We chose those metrics to share thanks in part the results of correlation testing we've been doing for a long time (this research should launch on the blog later this week). We've traditionally looked at metrics like Google Toolbar PageRank for SEO and internet marketing purposes. The consensus we've heard is that this metric isn't great for predicting rankings, but it's all we've got. We're hoping to change that.

Our results show that this instinct about Toolbar PageRank can be statistically supported. It's not completely wrong, but I think you'll agree that this metric is probably not designed for for some of the marketing purposes to which we are putting it.  In particular we've found that as Toolbar PageRank ages, it drifts out of correlation with rankings. With updates coming as infrequently as six months to a year this effect can be substantial. Toolbar PageRank also seems to be correlated with a variety of effects, from link popularity, to domain authority, to penalties and trust. This makes many uses quite difficult: did your Toolbar PageRank drop because you lost some important links? Or were you caught with paid links? Is the new juice you seem to have because of that linkbait post you wrote, or because you're domain has achieved the next level of global authority in general?

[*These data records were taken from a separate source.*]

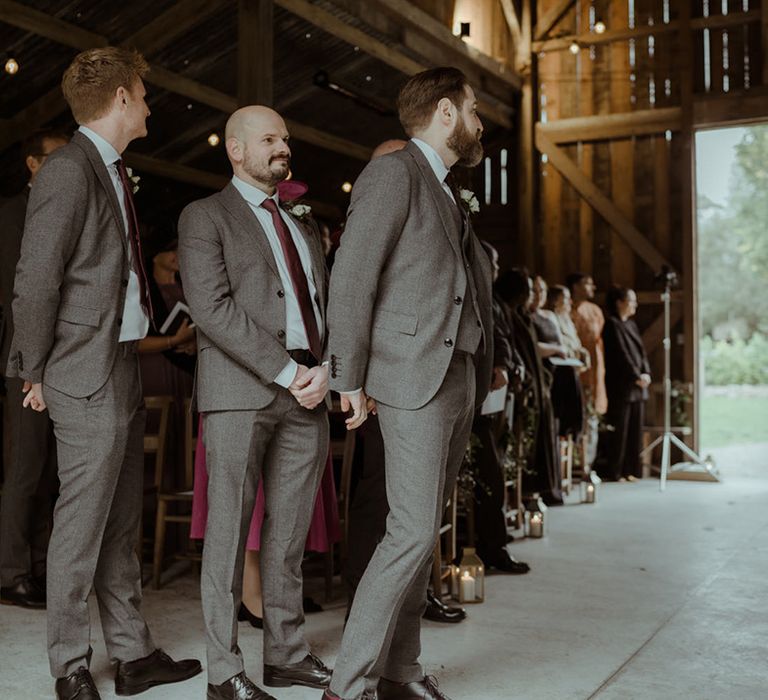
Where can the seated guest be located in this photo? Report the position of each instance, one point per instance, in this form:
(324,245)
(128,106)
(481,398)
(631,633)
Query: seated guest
(566,391)
(627,378)
(30,473)
(515,289)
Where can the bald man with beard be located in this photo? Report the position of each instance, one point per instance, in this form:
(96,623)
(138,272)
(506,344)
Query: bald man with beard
(255,280)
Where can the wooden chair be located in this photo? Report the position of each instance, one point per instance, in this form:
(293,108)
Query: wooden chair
(442,562)
(184,495)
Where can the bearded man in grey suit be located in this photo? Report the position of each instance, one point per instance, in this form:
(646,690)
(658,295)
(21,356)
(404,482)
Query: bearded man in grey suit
(80,306)
(410,329)
(255,279)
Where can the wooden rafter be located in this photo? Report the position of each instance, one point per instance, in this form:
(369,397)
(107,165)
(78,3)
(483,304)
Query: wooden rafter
(551,18)
(52,104)
(602,204)
(564,43)
(389,55)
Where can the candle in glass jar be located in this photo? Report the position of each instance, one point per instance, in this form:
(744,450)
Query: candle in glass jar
(467,587)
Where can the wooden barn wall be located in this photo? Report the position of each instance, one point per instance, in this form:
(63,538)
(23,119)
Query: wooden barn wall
(642,174)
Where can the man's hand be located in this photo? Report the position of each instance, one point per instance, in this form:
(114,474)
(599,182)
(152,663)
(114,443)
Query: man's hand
(311,387)
(360,405)
(34,397)
(499,378)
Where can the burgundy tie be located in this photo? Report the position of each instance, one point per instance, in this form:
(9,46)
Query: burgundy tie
(135,241)
(298,277)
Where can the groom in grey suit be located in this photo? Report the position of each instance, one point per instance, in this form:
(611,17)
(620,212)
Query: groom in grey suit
(80,307)
(409,324)
(255,279)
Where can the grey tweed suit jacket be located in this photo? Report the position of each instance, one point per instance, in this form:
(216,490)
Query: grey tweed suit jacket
(236,299)
(72,276)
(398,284)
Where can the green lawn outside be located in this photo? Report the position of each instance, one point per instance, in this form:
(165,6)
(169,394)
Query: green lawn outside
(733,420)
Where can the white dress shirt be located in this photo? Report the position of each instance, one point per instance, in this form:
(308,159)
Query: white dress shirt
(135,321)
(295,333)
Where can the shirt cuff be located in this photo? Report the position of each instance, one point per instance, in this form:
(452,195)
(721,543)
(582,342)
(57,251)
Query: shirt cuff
(288,374)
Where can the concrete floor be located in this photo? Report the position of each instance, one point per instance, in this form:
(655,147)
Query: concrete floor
(643,596)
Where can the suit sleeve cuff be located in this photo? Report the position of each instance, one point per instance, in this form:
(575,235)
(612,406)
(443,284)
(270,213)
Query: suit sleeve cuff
(287,375)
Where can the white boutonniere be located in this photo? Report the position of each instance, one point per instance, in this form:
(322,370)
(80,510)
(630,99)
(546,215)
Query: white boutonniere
(134,179)
(469,201)
(301,211)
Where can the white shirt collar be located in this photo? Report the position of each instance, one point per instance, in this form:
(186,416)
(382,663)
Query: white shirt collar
(252,195)
(106,150)
(433,158)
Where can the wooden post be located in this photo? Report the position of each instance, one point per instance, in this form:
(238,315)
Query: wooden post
(255,52)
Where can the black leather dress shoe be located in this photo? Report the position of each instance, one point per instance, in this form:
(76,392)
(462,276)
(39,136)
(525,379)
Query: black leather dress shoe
(418,690)
(245,615)
(25,592)
(77,686)
(437,611)
(310,672)
(133,677)
(239,687)
(505,564)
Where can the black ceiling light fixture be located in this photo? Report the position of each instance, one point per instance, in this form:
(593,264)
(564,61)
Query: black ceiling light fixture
(322,80)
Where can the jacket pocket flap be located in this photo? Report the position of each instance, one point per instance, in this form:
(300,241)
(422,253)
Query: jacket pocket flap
(402,323)
(79,314)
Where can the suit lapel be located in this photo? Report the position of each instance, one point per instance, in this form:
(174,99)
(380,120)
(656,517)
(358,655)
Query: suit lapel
(106,182)
(239,208)
(438,195)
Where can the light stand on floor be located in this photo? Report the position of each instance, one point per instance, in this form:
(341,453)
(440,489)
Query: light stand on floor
(697,469)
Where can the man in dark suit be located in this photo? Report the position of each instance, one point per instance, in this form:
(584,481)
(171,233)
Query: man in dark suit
(80,306)
(30,474)
(410,329)
(255,279)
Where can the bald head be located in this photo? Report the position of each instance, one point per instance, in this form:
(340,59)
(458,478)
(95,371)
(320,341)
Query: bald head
(257,146)
(388,147)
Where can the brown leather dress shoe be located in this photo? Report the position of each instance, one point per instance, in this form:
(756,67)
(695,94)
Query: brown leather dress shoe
(133,677)
(310,672)
(425,689)
(77,686)
(239,687)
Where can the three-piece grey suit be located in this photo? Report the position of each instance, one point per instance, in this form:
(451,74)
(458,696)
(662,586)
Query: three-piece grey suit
(253,428)
(409,320)
(30,475)
(70,289)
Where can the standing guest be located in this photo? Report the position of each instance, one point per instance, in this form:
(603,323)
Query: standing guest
(410,327)
(368,508)
(30,474)
(255,279)
(515,288)
(80,306)
(589,321)
(627,378)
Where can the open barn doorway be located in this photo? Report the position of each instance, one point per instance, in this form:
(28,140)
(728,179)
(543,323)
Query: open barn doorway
(732,235)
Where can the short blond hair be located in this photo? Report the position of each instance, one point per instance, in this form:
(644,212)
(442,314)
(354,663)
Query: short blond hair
(90,82)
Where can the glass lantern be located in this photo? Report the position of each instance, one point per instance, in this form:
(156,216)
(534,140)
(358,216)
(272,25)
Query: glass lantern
(468,578)
(535,518)
(589,487)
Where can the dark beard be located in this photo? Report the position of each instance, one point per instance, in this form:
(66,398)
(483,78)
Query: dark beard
(465,145)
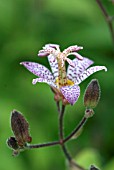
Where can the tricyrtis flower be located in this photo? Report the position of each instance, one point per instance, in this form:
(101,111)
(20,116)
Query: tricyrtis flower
(64,84)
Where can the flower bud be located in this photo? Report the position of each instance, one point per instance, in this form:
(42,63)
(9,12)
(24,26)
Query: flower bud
(12,143)
(20,128)
(92,94)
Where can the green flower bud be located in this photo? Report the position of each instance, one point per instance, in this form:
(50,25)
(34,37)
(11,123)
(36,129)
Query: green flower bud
(92,94)
(20,128)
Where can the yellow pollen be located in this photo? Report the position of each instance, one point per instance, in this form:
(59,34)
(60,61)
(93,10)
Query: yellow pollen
(68,83)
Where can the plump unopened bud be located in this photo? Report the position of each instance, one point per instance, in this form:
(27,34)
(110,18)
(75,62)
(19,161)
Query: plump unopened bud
(92,94)
(20,128)
(12,143)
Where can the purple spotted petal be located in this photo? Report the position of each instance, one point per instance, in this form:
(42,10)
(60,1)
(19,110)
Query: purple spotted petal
(88,72)
(38,69)
(42,80)
(71,93)
(53,64)
(80,66)
(78,56)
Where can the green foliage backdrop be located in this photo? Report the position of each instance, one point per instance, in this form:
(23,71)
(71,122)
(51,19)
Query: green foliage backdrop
(26,26)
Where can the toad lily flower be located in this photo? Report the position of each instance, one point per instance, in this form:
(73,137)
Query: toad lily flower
(63,84)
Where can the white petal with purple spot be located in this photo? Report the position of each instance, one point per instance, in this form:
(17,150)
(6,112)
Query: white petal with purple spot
(71,93)
(80,66)
(39,70)
(42,80)
(53,64)
(88,73)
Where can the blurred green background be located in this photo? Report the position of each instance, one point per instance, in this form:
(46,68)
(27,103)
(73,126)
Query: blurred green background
(26,26)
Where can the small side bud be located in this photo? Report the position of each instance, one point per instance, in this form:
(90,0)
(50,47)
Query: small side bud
(92,94)
(12,143)
(20,128)
(89,113)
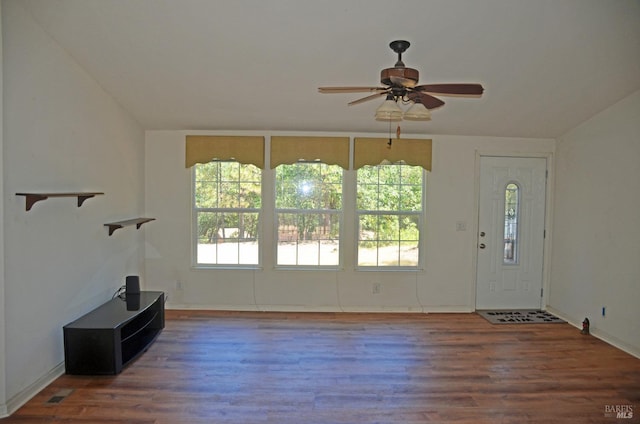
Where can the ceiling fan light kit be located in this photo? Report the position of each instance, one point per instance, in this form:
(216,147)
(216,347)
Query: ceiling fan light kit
(401,85)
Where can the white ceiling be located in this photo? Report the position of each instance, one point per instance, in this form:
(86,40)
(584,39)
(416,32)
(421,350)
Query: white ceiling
(546,65)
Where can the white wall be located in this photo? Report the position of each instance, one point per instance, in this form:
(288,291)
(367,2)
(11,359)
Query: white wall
(62,133)
(446,283)
(3,395)
(596,240)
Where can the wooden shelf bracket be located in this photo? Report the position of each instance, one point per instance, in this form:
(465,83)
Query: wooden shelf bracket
(32,198)
(120,224)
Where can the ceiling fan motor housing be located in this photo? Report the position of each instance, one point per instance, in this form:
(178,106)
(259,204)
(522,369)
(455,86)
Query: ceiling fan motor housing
(391,76)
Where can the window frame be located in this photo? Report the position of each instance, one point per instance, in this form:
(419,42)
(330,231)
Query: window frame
(421,214)
(338,212)
(194,223)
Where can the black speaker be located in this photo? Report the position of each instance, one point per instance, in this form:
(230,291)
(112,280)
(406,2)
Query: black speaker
(133,285)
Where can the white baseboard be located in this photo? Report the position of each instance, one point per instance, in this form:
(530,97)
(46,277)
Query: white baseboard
(602,335)
(30,391)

We believe that mozRank is a much better metric for these marketing and optimization purposes (and is often exceptionally valuable when compared up against Toolbar PageRank). We are committed to keeping mozRank as updated as we possibly can: so far we've updated mozRank twice, with one to two months between updates. We're actively working to make the updates closer to one month apart.  mozRank is also measuring a single effect: link popularity. Coupled with the count of external links (also included in the freeAPI), you can get a fair measurement of two of the most important ranking dimensions. We're going to continue measuring the other effects I mentioned (domain authority in domain mozRank and trust in mozTrust), along with many other factors in our web-based Linkscape tool.

The Top 500 Most Linked-To Domains & Pages on the Web

We've also compiled a list of the most linked-to sites & pages on the web, according to our index. We found this data fascinating - seeing which domains and URLs had amassed incredibly high numbers of links, looking at the stats surrounding them and parsing the cause for their meteoric link counts. We also made some excellent discoveries about spam filtering, the value of our metrics and the power of having a plug-in or embedded widget that links back (just look at how many of the top linked-to pages & domains are popular as a result of this phenomenon).

Since the chart mostly speaks for itself, I'll hold off on a thorough analysis, but needless to say, there are a great number of interesting observations and hypotheses to be drawn from the list. And, while it's awesome to look at and play with now (there's a downloadable CSV as well), it's going to get even more exciting as we update the rises and falls as Linkscape updates and the web progresses. Just as an example, if we had run this on our first index in October of 2008, I doubt we'd see Twitter near the top. Today, it's in position #69, and I'm guessing it's trending upwards in the next crawl.

We hope you enjoy both of these new features around Linkscape, spread them around and report your findings and applications.